The increasing call by biologists published in the peer-reviewed literature who say that "[neo] Darwinism in its current scientific incarnation has pretty much reached the end of its rope"(1) is for a new paradigm because, "The main reason is empirical. Genetical Darwinism cannot accommodate the role of development (and of genes in development) in many evolutionary processes"(2) with the result that, "macroevolution and microevolution are decoupled in the important sense that macroevolutionary patterns cannot be deduced from microevolutionary principles." (3) And so "Summarizing the state of the art in the study of the code evolution, we cannot escape considerable skepticism. It seems that the two-pronged fundamental question: "why is the genetic code the way it is and how did it come to be?," that was asked over 50 years ago, at the dawn of molecular biology, might remain pertinent even in another 50 years. Our consolation is that we cannot think of a more fundamental problem in biology"(4)

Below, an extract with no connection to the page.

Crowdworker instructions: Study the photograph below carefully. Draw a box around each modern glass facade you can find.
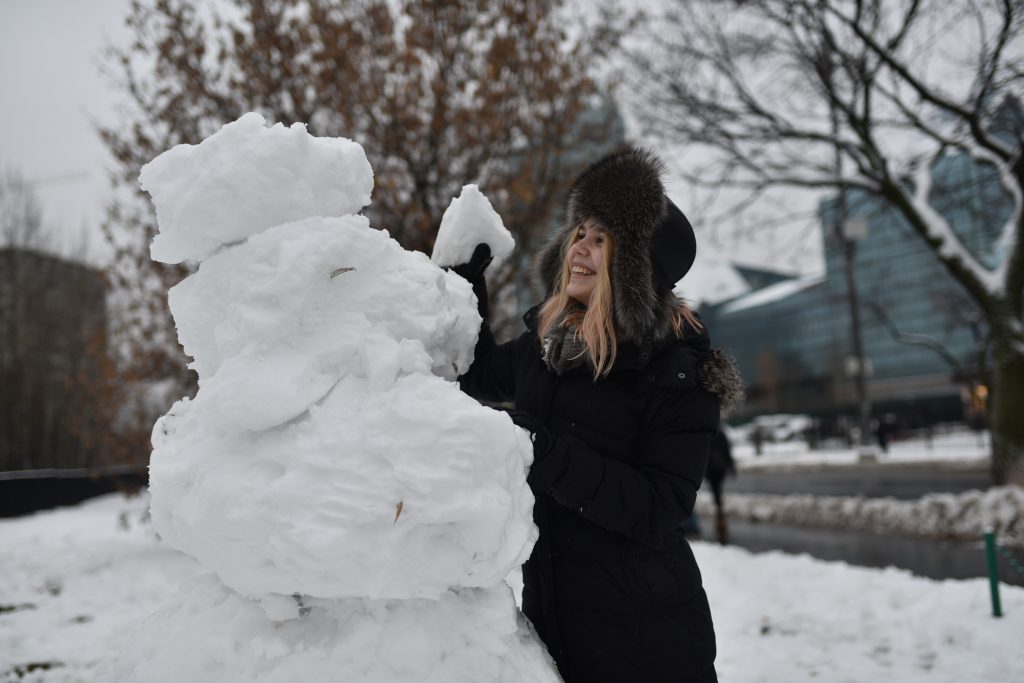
[701,150,1013,419]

1. David J. Depew and Bruce H. Weber. BIOLOGICAL THEORY, Nov 8, 2011: Volume 6, Number 1, 89-102, DOI: 10.1007/s13752-011-0007-1
2. IBID
3. G. Ledyard Stebbins and Francisco J. Ayala. Is a New Evolutionary Synthesis Necessary? Science 28 August 1981: Vol. 213 no. 4511 pp. 967-971, DOI 10.1126/science.213.4511.967
4. Koonin EV, Novozhilov AS. Origin and evolution of the genetic code: the universal enigma. IUBMB Life. 2009 Feb;61(2):99-111.

Nobel Laureate physicist Robert B. Laughlin's book A Different Universe summating this and showing why neo-Darwinism is actually antitheory, antiscience:

"Most important of all, however, the presence of such corollaries raises the concern that much of present-day biological knowledge is ideological. A key symptom of ideological thinking is the explanation that has no implications and cannot be tested. I call such logical dead ends antitheories because they have exactly the opposite effect of real theories: they stop thinking rather than stimulate it. Evolution by natural selection, for instance, which Charles Darwin originally conceived as a great theory, has lately come to function more as an antitheory, called upon to cover up embarrassing experimental shortcomings and legitimize findings that are at best questionable and at worst not even wrong. Your protein defies the laws of mass action? Evolution did it! Your complicated mess of chemical reactions turns into a chicken? Evolution! The human brain works on logical principles no computer can emulate? Evolution is the cause!"
Laughlin, Robert B. Basic Books; 1St Edition edition (March 1, 2005), p. 149.